De wereld was weliswaar groter dan Nederland, maar wat mij betreft hoefden de deuren voor mij niet overal ter wereld geopend te worden; als ze in Amsterdam geopend zouden worden was dat al heel wat. Vermoedelijk kwamen om die reden geen vertalers in mijn fantasieën voor, al zou het ook kunnen dat ik in mijn wensdromen bescheidenheid betrachtte, bij wijze van realisme.
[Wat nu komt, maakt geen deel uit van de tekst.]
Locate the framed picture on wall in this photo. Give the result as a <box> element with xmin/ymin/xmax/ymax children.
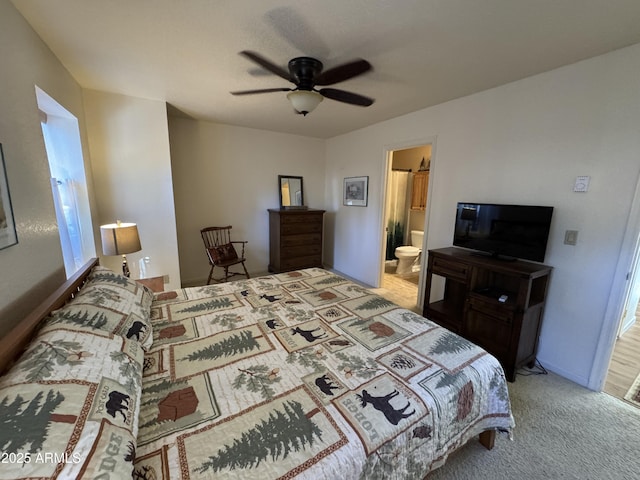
<box><xmin>0</xmin><ymin>143</ymin><xmax>18</xmax><ymax>250</ymax></box>
<box><xmin>342</xmin><ymin>177</ymin><xmax>369</xmax><ymax>207</ymax></box>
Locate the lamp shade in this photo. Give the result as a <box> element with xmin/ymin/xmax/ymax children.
<box><xmin>100</xmin><ymin>222</ymin><xmax>142</xmax><ymax>255</ymax></box>
<box><xmin>287</xmin><ymin>90</ymin><xmax>323</xmax><ymax>115</ymax></box>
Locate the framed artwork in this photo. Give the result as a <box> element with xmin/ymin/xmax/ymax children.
<box><xmin>0</xmin><ymin>143</ymin><xmax>18</xmax><ymax>250</ymax></box>
<box><xmin>342</xmin><ymin>177</ymin><xmax>369</xmax><ymax>207</ymax></box>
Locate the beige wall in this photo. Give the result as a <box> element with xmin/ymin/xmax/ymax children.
<box><xmin>169</xmin><ymin>117</ymin><xmax>326</xmax><ymax>285</ymax></box>
<box><xmin>84</xmin><ymin>90</ymin><xmax>180</xmax><ymax>290</ymax></box>
<box><xmin>326</xmin><ymin>40</ymin><xmax>640</xmax><ymax>385</ymax></box>
<box><xmin>0</xmin><ymin>2</ymin><xmax>91</xmax><ymax>334</ymax></box>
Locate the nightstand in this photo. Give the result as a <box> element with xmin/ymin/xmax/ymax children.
<box><xmin>136</xmin><ymin>276</ymin><xmax>164</xmax><ymax>293</ymax></box>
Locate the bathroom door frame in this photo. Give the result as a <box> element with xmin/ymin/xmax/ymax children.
<box><xmin>377</xmin><ymin>136</ymin><xmax>436</xmax><ymax>306</ymax></box>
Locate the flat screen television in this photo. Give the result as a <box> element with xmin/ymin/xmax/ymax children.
<box><xmin>453</xmin><ymin>202</ymin><xmax>553</xmax><ymax>262</ymax></box>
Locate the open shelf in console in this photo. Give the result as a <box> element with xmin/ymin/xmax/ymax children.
<box><xmin>423</xmin><ymin>248</ymin><xmax>552</xmax><ymax>381</ymax></box>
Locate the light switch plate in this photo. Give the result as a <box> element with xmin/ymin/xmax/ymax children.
<box><xmin>564</xmin><ymin>230</ymin><xmax>578</xmax><ymax>245</ymax></box>
<box><xmin>573</xmin><ymin>175</ymin><xmax>591</xmax><ymax>192</ymax></box>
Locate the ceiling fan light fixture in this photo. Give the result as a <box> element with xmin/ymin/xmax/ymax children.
<box><xmin>287</xmin><ymin>90</ymin><xmax>323</xmax><ymax>115</ymax></box>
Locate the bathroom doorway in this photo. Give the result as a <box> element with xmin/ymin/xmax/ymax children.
<box><xmin>380</xmin><ymin>143</ymin><xmax>432</xmax><ymax>312</ymax></box>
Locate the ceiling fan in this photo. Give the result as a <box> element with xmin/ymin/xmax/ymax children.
<box><xmin>231</xmin><ymin>50</ymin><xmax>374</xmax><ymax>115</ymax></box>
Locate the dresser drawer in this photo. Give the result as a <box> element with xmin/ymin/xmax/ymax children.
<box><xmin>280</xmin><ymin>233</ymin><xmax>322</xmax><ymax>247</ymax></box>
<box><xmin>469</xmin><ymin>294</ymin><xmax>515</xmax><ymax>324</ymax></box>
<box><xmin>431</xmin><ymin>257</ymin><xmax>469</xmax><ymax>282</ymax></box>
<box><xmin>280</xmin><ymin>222</ymin><xmax>322</xmax><ymax>236</ymax></box>
<box><xmin>280</xmin><ymin>213</ymin><xmax>322</xmax><ymax>225</ymax></box>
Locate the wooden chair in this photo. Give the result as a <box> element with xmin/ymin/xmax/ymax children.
<box><xmin>200</xmin><ymin>225</ymin><xmax>249</xmax><ymax>285</ymax></box>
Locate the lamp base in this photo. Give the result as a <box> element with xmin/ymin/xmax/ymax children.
<box><xmin>122</xmin><ymin>255</ymin><xmax>131</xmax><ymax>278</ymax></box>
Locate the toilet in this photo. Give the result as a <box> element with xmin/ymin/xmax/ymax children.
<box><xmin>395</xmin><ymin>230</ymin><xmax>424</xmax><ymax>275</ymax></box>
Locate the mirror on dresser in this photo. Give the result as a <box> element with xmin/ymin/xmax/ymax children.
<box><xmin>278</xmin><ymin>175</ymin><xmax>306</xmax><ymax>209</ymax></box>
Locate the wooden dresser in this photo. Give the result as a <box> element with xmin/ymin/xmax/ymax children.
<box><xmin>269</xmin><ymin>209</ymin><xmax>324</xmax><ymax>273</ymax></box>
<box><xmin>423</xmin><ymin>248</ymin><xmax>552</xmax><ymax>382</ymax></box>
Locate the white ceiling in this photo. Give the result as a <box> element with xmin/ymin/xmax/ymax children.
<box><xmin>13</xmin><ymin>0</ymin><xmax>640</xmax><ymax>138</ymax></box>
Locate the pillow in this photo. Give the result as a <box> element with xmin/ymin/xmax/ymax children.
<box><xmin>0</xmin><ymin>329</ymin><xmax>144</xmax><ymax>478</ymax></box>
<box><xmin>209</xmin><ymin>243</ymin><xmax>238</xmax><ymax>263</ymax></box>
<box><xmin>44</xmin><ymin>266</ymin><xmax>153</xmax><ymax>350</ymax></box>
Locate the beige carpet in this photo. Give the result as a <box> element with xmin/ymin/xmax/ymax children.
<box><xmin>427</xmin><ymin>373</ymin><xmax>640</xmax><ymax>480</ymax></box>
<box><xmin>624</xmin><ymin>375</ymin><xmax>640</xmax><ymax>407</ymax></box>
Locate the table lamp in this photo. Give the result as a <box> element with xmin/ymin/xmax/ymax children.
<box><xmin>100</xmin><ymin>220</ymin><xmax>142</xmax><ymax>277</ymax></box>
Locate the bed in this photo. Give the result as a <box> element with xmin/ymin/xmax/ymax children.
<box><xmin>0</xmin><ymin>261</ymin><xmax>514</xmax><ymax>480</ymax></box>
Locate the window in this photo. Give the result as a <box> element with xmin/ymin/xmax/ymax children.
<box><xmin>36</xmin><ymin>87</ymin><xmax>96</xmax><ymax>278</ymax></box>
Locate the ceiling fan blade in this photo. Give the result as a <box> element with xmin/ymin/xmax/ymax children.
<box><xmin>240</xmin><ymin>50</ymin><xmax>291</xmax><ymax>82</ymax></box>
<box><xmin>318</xmin><ymin>88</ymin><xmax>375</xmax><ymax>107</ymax></box>
<box><xmin>229</xmin><ymin>88</ymin><xmax>293</xmax><ymax>95</ymax></box>
<box><xmin>315</xmin><ymin>59</ymin><xmax>371</xmax><ymax>85</ymax></box>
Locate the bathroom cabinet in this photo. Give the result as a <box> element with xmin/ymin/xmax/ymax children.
<box><xmin>411</xmin><ymin>170</ymin><xmax>429</xmax><ymax>210</ymax></box>
<box><xmin>423</xmin><ymin>247</ymin><xmax>552</xmax><ymax>382</ymax></box>
<box><xmin>269</xmin><ymin>208</ymin><xmax>324</xmax><ymax>273</ymax></box>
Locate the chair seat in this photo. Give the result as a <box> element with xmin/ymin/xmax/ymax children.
<box><xmin>200</xmin><ymin>225</ymin><xmax>250</xmax><ymax>285</ymax></box>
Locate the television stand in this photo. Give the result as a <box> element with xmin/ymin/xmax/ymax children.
<box><xmin>423</xmin><ymin>247</ymin><xmax>552</xmax><ymax>382</ymax></box>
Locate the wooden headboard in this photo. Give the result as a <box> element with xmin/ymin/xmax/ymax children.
<box><xmin>0</xmin><ymin>258</ymin><xmax>98</xmax><ymax>375</ymax></box>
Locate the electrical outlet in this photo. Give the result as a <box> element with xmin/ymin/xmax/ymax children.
<box><xmin>564</xmin><ymin>230</ymin><xmax>578</xmax><ymax>245</ymax></box>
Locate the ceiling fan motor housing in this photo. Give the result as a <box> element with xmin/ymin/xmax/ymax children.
<box><xmin>289</xmin><ymin>57</ymin><xmax>323</xmax><ymax>90</ymax></box>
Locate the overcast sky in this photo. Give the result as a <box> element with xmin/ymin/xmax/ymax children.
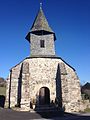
<box><xmin>0</xmin><ymin>0</ymin><xmax>90</xmax><ymax>84</ymax></box>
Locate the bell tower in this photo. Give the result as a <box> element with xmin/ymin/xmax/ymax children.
<box><xmin>26</xmin><ymin>5</ymin><xmax>56</xmax><ymax>57</ymax></box>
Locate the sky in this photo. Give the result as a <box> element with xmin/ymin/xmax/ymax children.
<box><xmin>0</xmin><ymin>0</ymin><xmax>90</xmax><ymax>84</ymax></box>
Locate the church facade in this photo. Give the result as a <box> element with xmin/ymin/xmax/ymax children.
<box><xmin>6</xmin><ymin>8</ymin><xmax>81</xmax><ymax>112</ymax></box>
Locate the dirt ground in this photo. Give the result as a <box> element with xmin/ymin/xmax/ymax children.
<box><xmin>0</xmin><ymin>108</ymin><xmax>90</xmax><ymax>120</ymax></box>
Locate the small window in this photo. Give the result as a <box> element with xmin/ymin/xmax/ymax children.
<box><xmin>40</xmin><ymin>40</ymin><xmax>45</xmax><ymax>48</ymax></box>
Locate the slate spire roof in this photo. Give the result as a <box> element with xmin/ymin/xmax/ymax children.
<box><xmin>26</xmin><ymin>7</ymin><xmax>56</xmax><ymax>42</ymax></box>
<box><xmin>31</xmin><ymin>7</ymin><xmax>54</xmax><ymax>33</ymax></box>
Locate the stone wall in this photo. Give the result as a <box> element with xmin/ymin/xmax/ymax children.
<box><xmin>7</xmin><ymin>58</ymin><xmax>81</xmax><ymax>112</ymax></box>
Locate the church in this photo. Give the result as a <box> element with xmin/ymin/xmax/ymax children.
<box><xmin>6</xmin><ymin>6</ymin><xmax>81</xmax><ymax>112</ymax></box>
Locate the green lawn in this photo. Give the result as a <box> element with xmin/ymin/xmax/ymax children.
<box><xmin>0</xmin><ymin>87</ymin><xmax>6</xmax><ymax>96</ymax></box>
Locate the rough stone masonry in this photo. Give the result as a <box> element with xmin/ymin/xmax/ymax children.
<box><xmin>6</xmin><ymin>7</ymin><xmax>81</xmax><ymax>112</ymax></box>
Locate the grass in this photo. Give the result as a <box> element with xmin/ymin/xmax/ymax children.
<box><xmin>0</xmin><ymin>87</ymin><xmax>6</xmax><ymax>96</ymax></box>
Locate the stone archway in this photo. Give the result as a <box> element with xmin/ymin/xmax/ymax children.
<box><xmin>39</xmin><ymin>87</ymin><xmax>50</xmax><ymax>105</ymax></box>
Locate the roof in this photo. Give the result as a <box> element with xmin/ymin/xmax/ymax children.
<box><xmin>30</xmin><ymin>8</ymin><xmax>54</xmax><ymax>33</ymax></box>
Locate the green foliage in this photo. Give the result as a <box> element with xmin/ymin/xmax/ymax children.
<box><xmin>0</xmin><ymin>87</ymin><xmax>6</xmax><ymax>96</ymax></box>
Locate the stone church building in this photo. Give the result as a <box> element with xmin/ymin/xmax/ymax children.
<box><xmin>6</xmin><ymin>7</ymin><xmax>81</xmax><ymax>112</ymax></box>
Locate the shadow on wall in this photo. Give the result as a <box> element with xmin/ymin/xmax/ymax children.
<box><xmin>0</xmin><ymin>95</ymin><xmax>5</xmax><ymax>108</ymax></box>
<box><xmin>56</xmin><ymin>64</ymin><xmax>62</xmax><ymax>108</ymax></box>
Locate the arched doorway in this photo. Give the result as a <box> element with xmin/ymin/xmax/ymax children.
<box><xmin>39</xmin><ymin>87</ymin><xmax>50</xmax><ymax>105</ymax></box>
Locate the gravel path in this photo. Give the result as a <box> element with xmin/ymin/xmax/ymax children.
<box><xmin>0</xmin><ymin>109</ymin><xmax>90</xmax><ymax>120</ymax></box>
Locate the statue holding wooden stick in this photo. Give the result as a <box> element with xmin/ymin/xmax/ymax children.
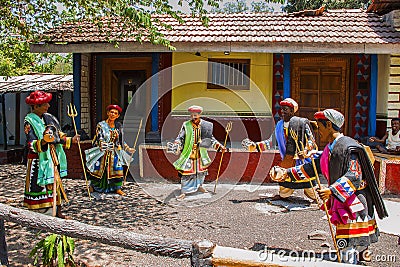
<box><xmin>242</xmin><ymin>98</ymin><xmax>316</xmax><ymax>201</ymax></box>
<box><xmin>85</xmin><ymin>105</ymin><xmax>135</xmax><ymax>196</ymax></box>
<box><xmin>270</xmin><ymin>109</ymin><xmax>388</xmax><ymax>263</ymax></box>
<box><xmin>168</xmin><ymin>106</ymin><xmax>226</xmax><ymax>200</ymax></box>
<box><xmin>24</xmin><ymin>91</ymin><xmax>79</xmax><ymax>218</ymax></box>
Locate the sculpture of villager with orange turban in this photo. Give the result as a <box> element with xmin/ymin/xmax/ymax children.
<box><xmin>242</xmin><ymin>98</ymin><xmax>316</xmax><ymax>200</ymax></box>
<box><xmin>24</xmin><ymin>91</ymin><xmax>79</xmax><ymax>218</ymax></box>
<box><xmin>270</xmin><ymin>109</ymin><xmax>388</xmax><ymax>264</ymax></box>
<box><xmin>169</xmin><ymin>106</ymin><xmax>226</xmax><ymax>200</ymax></box>
<box><xmin>85</xmin><ymin>105</ymin><xmax>135</xmax><ymax>196</ymax></box>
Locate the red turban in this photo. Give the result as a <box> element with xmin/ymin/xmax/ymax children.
<box><xmin>188</xmin><ymin>105</ymin><xmax>203</xmax><ymax>113</ymax></box>
<box><xmin>25</xmin><ymin>91</ymin><xmax>53</xmax><ymax>106</ymax></box>
<box><xmin>107</xmin><ymin>105</ymin><xmax>122</xmax><ymax>114</ymax></box>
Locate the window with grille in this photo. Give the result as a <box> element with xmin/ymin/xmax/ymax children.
<box><xmin>207</xmin><ymin>59</ymin><xmax>250</xmax><ymax>90</ymax></box>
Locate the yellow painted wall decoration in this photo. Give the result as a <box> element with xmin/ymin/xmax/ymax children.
<box><xmin>172</xmin><ymin>52</ymin><xmax>273</xmax><ymax>115</ymax></box>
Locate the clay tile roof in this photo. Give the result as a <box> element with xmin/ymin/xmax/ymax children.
<box><xmin>39</xmin><ymin>9</ymin><xmax>400</xmax><ymax>44</ymax></box>
<box><xmin>0</xmin><ymin>74</ymin><xmax>74</xmax><ymax>93</ymax></box>
<box><xmin>367</xmin><ymin>0</ymin><xmax>400</xmax><ymax>15</ymax></box>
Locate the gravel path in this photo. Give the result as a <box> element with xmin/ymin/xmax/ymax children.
<box><xmin>0</xmin><ymin>165</ymin><xmax>400</xmax><ymax>266</ymax></box>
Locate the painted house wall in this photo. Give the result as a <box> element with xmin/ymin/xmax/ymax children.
<box><xmin>388</xmin><ymin>54</ymin><xmax>400</xmax><ymax>126</ymax></box>
<box><xmin>81</xmin><ymin>54</ymin><xmax>91</xmax><ymax>136</ymax></box>
<box><xmin>172</xmin><ymin>52</ymin><xmax>272</xmax><ymax>115</ymax></box>
<box><xmin>376</xmin><ymin>55</ymin><xmax>390</xmax><ymax>119</ymax></box>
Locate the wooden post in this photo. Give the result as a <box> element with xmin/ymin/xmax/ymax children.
<box><xmin>191</xmin><ymin>240</ymin><xmax>215</xmax><ymax>267</ymax></box>
<box><xmin>0</xmin><ymin>219</ymin><xmax>8</xmax><ymax>266</ymax></box>
<box><xmin>0</xmin><ymin>203</ymin><xmax>193</xmax><ymax>258</ymax></box>
<box><xmin>0</xmin><ymin>93</ymin><xmax>8</xmax><ymax>150</ymax></box>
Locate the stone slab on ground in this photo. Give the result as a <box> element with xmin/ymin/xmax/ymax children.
<box><xmin>0</xmin><ymin>165</ymin><xmax>400</xmax><ymax>267</ymax></box>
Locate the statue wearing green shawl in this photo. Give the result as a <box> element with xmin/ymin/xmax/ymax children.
<box><xmin>24</xmin><ymin>91</ymin><xmax>79</xmax><ymax>218</ymax></box>
<box><xmin>172</xmin><ymin>106</ymin><xmax>226</xmax><ymax>200</ymax></box>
Wat de universiteit betreft, ik gaf de voorkeur aan de praktijk boven de theorie. Noodgedwongen, door het gymnasium niet af te maken had ik immers van een universitaire studie afgezien. Die deur was gesloten, al bestond er in theorie nog een mogelijkheid via een speciaal examen toegang te verkrijgen tot de universiteit, maar daar zag ik vanaf. Angst, trots en een zekere gemakzucht zullen een rol hebben gespeeld.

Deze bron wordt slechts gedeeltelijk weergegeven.